La Cour était composée de :
Madame Françoise BEL, Président de chambre
Madame Caroline CHICLET, Président de chambre suppléant
Madame Raphaelle BOVE, Conseiller
qui en ont délibéré.
Greffier lors des débats : Mme Agnès BAYLE.
Les parties ont été avisées que le prononcé de la décision aurait lieu par mise à disposition au greffe le 18 Octobre 2024.
ARRÊT
Réputé Contradictoire,
Prononcé par mise à disposition au greffe le 18 Octobre 2024,
Signé par Madame Françoise BEL, Président de chambre et Mme Agnès BAYLE, greffier auquel la minute de la décision a été remise par le magistrat signataire.
***
EXPOSE DU LITIGE :
M. [W] [Z] a été engagé à compter du 25 août 2014 par la société Lorenzi, employant habituellement au moins onze salariés, dans le cadre d’un contrat à durée indéterminée.
Par un jugement du 6 juillet 2017, le tribunal de commerce de Paris a ordonné l’ouverture d’une procédure de redressement judiciaire à l’égard de la société Lorenzi.
Cette procédure a été convertie le 11 août 2017 en liquidation judiciaire avec désignation de la Selafa MJA prise en la personne de Maître [E] et de la Scp BTSG prise en la personne de Maître [L] en qualité de liquidateurs judiciaires.
La totalité des emplois de la société Lorenzi ayant été supprimée par l’effet de la liquidation, les liquidateurs ont notifié leur licenciement économique à l’ensemble des salariés par un courrier recommandé du 24 août 2017 en leur offrant la possibilité de souscrire un contrat de sécurisation professionnelle.

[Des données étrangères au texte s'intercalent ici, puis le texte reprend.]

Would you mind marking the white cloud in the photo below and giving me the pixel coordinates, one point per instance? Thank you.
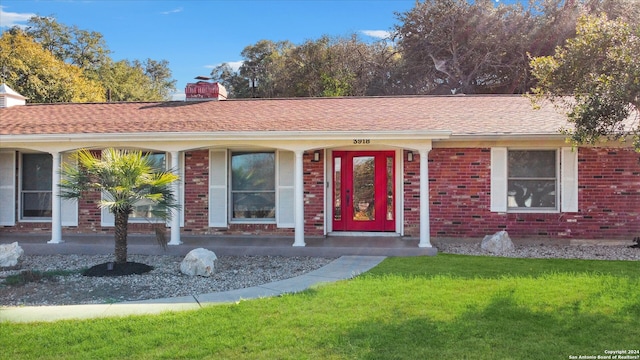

M. [Z] ayant accepté le contrat de sécurisation professionnelle, son contrat a été rompu à l’issue du délai de 21 jours pour y consentir soit le 15 septembre 2017.
Soutenant, notamment, que les liquidateurs n’avaient pas satisfait à leur obligation de recherche de reclassement en omettant de prendre en compte les solutions de reclassement existantes au sein du groupe Financière Turenne Lafayette dont dépendait la société Lorenzi, M. [Z] a saisi le conseil des prud’hommes de Marseille pour contester cette décision et obtenir la réparation de ses préjudices en appelant en cause les liquidateurs judiciaires de la société Financière Turenne Lafayette et l’AGS CGEA d’Ile de France Ouest.
Par jugement du 27 janvier 2022, ce conseil a :
— débouté M. [Z] de sa demande indemnitaire pour licenciement économique sans cause réelle et sérieuse et de ses demandes subséquentes ;
— fixé au passif de la liquidation de la société Lorenzi les sommes suivantes :
> 3.000 euros à titre de dommages-intérêts pour défaut de portabilité de la mutuelle,
> 500 euros sur le fondement de l’article 700 du code de procédure civile,
— dit que ces sommes produiront des intérêts au taux légal à compter de la demande en justice avec capitalisation des intérêts ;
— ordonné l’exécution provisoire ;
— déclaré opposable le jugement à l’AGS CGEA ;
— débouté le défendeur de l’ensemble de ses demandes ;
— dit que les dépens seront prélevés sur l’actif de la société liquidée.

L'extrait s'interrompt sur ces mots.